A la tierra, el fuego, el agua y el aire, los cuatro elementos que conforman nuestro planeta, Aristóteles agregó un quinto que definió como el éter, un fluido sutil que llena el cielo y sostiene todo cuanto vuela, como el balón de fútbol, ese atávico objeto cuya redondez perfecta invoca el fervor lúdico de multitudes.
Si usted impulsa una pelota en el césped o en cualquier superficie, percibe la sensación de libertad que inspira. Es pasión e identidad.
Quizás por tales motivos, los ojos de Alex, un chico de ocho años, se abrieron desmesurados al recibir un balón blanquiazul que le obsequió Rodolfo Freer Campos, directivo del Club Sport Cartaginés, la divisa con la que este niño se identifica per se, pues no ha vivido en Cartago ni ha tenido relación familiar o afectiva que justifique por, tradición o influencia, su fidelidad con el emblema brumoso.
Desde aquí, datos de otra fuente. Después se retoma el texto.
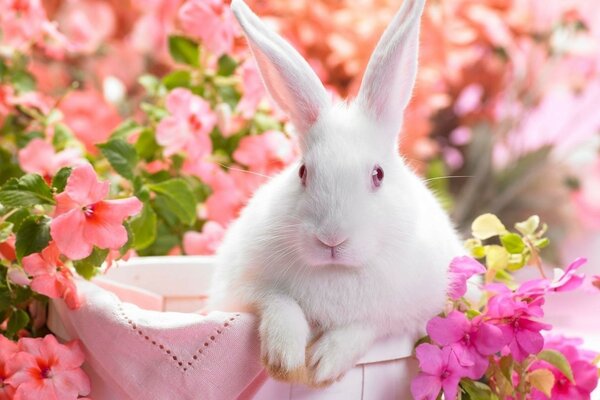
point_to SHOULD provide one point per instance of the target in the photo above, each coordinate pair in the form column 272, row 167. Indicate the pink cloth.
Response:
column 134, row 354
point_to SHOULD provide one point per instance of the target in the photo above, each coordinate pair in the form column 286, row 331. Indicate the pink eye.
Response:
column 377, row 176
column 302, row 174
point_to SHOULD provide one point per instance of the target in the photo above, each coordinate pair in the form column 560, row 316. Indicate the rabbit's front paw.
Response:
column 334, row 353
column 283, row 348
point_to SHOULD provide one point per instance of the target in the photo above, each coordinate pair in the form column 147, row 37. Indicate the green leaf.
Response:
column 146, row 145
column 18, row 320
column 543, row 380
column 6, row 228
column 178, row 198
column 558, row 360
column 121, row 156
column 60, row 179
column 541, row 243
column 90, row 266
column 184, row 50
column 143, row 228
column 33, row 235
column 62, row 135
column 23, row 81
column 178, row 79
column 29, row 190
column 513, row 243
column 486, row 226
column 476, row 390
column 227, row 65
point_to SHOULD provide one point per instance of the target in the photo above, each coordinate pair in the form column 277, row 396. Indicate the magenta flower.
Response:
column 440, row 369
column 472, row 340
column 568, row 279
column 84, row 219
column 189, row 125
column 461, row 269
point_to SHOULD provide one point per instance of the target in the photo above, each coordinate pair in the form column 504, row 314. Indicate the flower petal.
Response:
column 430, row 358
column 448, row 330
column 425, row 387
column 67, row 230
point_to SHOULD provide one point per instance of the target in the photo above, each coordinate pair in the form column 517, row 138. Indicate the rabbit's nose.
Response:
column 331, row 241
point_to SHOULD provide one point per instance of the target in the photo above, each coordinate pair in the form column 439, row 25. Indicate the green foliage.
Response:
column 184, row 50
column 28, row 190
column 178, row 198
column 121, row 155
column 90, row 266
column 33, row 235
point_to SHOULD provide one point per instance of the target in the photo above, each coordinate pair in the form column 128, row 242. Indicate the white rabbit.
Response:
column 347, row 245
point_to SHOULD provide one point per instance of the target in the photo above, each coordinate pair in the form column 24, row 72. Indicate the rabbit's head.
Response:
column 350, row 183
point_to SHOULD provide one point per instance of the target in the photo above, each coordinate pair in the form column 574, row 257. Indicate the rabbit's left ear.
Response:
column 289, row 79
column 391, row 73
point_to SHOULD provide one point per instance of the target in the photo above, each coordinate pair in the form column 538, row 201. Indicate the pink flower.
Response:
column 39, row 157
column 266, row 153
column 189, row 125
column 472, row 340
column 8, row 349
column 49, row 370
column 585, row 374
column 461, row 269
column 440, row 369
column 210, row 20
column 90, row 117
column 22, row 23
column 84, row 219
column 204, row 243
column 87, row 24
column 254, row 90
column 567, row 280
column 50, row 276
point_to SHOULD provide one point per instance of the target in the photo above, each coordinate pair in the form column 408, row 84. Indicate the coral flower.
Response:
column 217, row 27
column 50, row 276
column 84, row 219
column 7, row 350
column 49, row 370
column 189, row 125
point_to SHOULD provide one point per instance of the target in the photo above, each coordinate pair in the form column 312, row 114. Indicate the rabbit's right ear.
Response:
column 289, row 79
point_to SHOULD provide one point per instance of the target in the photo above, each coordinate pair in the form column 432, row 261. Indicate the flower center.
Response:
column 46, row 373
column 195, row 122
column 88, row 210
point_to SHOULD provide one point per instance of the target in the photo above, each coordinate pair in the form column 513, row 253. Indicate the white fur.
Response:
column 390, row 274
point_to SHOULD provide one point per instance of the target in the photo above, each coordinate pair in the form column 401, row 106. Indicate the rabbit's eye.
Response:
column 302, row 174
column 377, row 176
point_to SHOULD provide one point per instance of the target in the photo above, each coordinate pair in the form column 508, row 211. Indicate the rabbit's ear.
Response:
column 289, row 79
column 390, row 75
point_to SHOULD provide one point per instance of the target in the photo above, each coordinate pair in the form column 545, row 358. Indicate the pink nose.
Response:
column 331, row 242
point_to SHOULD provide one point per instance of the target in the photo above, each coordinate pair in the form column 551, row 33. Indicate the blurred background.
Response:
column 504, row 119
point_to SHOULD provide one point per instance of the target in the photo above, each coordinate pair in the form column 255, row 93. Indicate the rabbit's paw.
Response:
column 334, row 353
column 283, row 350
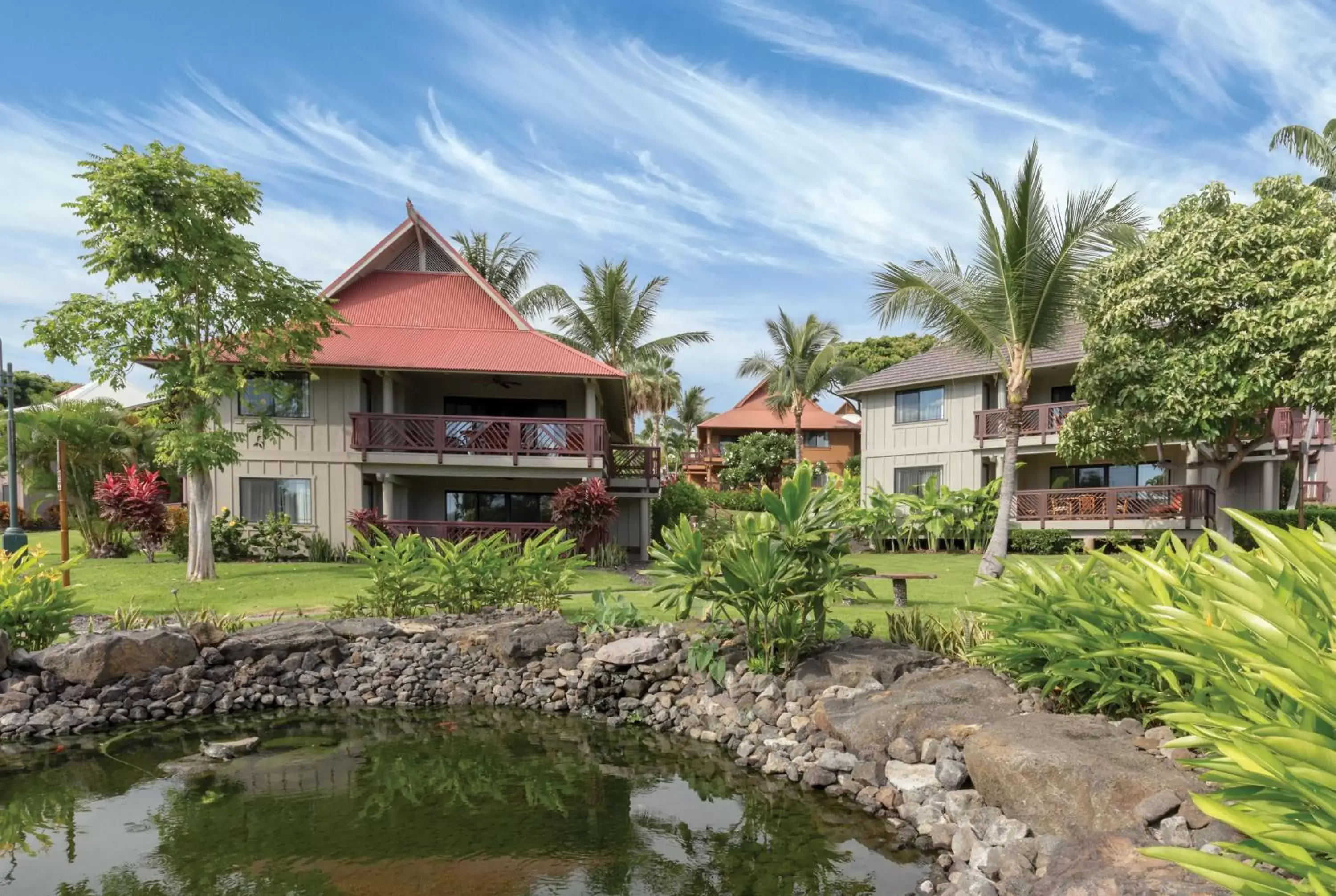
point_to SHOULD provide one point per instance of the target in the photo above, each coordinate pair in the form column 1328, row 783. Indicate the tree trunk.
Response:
column 990, row 566
column 200, row 501
column 798, row 432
Al recibir el preciado tesoro, la emoción y el asombro perfilaron el semblante del chiquillo, sobre todo cuando identificó, en la simétrica geografía de los gajos blancos, los autógrafos en puño y letra de sus ídolos del Cartaginés: Paolo, Crespo, Clunie, Danny, Castillo, Johnson, el Chiqui…
Alex vive intensamente los partidos del equipo, celebra las victorias y sufre con las derrotas.
Sin embargo, optimista a prueba de balas, la desazón por un traspié futbolístico no va más allá del minuto final.
Después del pitazo largo, en el estadio o a través de la televisión, el mundo de Alex continúa como siempre, feliz, despreocupado y, además, inmune a la chota –a veces cercana al bullying – que sufre en el variopinto entorno morado y/o rojinegro, característicos del microcosmos de cualquier familia o barrio en este país.
Con muy pocos cetros en las vitrinas, la filiación azul es, en cierto modo, un fenómeno inexplicable, un pacto de sangre similar al que identifica a los colchoneros del Atlético de Madrid, a la feligresía de los Cachorros de Chicago y, claro está, a la legión centenaria de la Vieja Metrópoli.
Tierra, fuego, agua y aire. No existe el vacío. El éter que agregó Aristóteles es el quinto elemento que impulsa lo que vuela, como el balón de sueños e ilusiones de Alex, un niño como tantos, que ama al Cartaginés.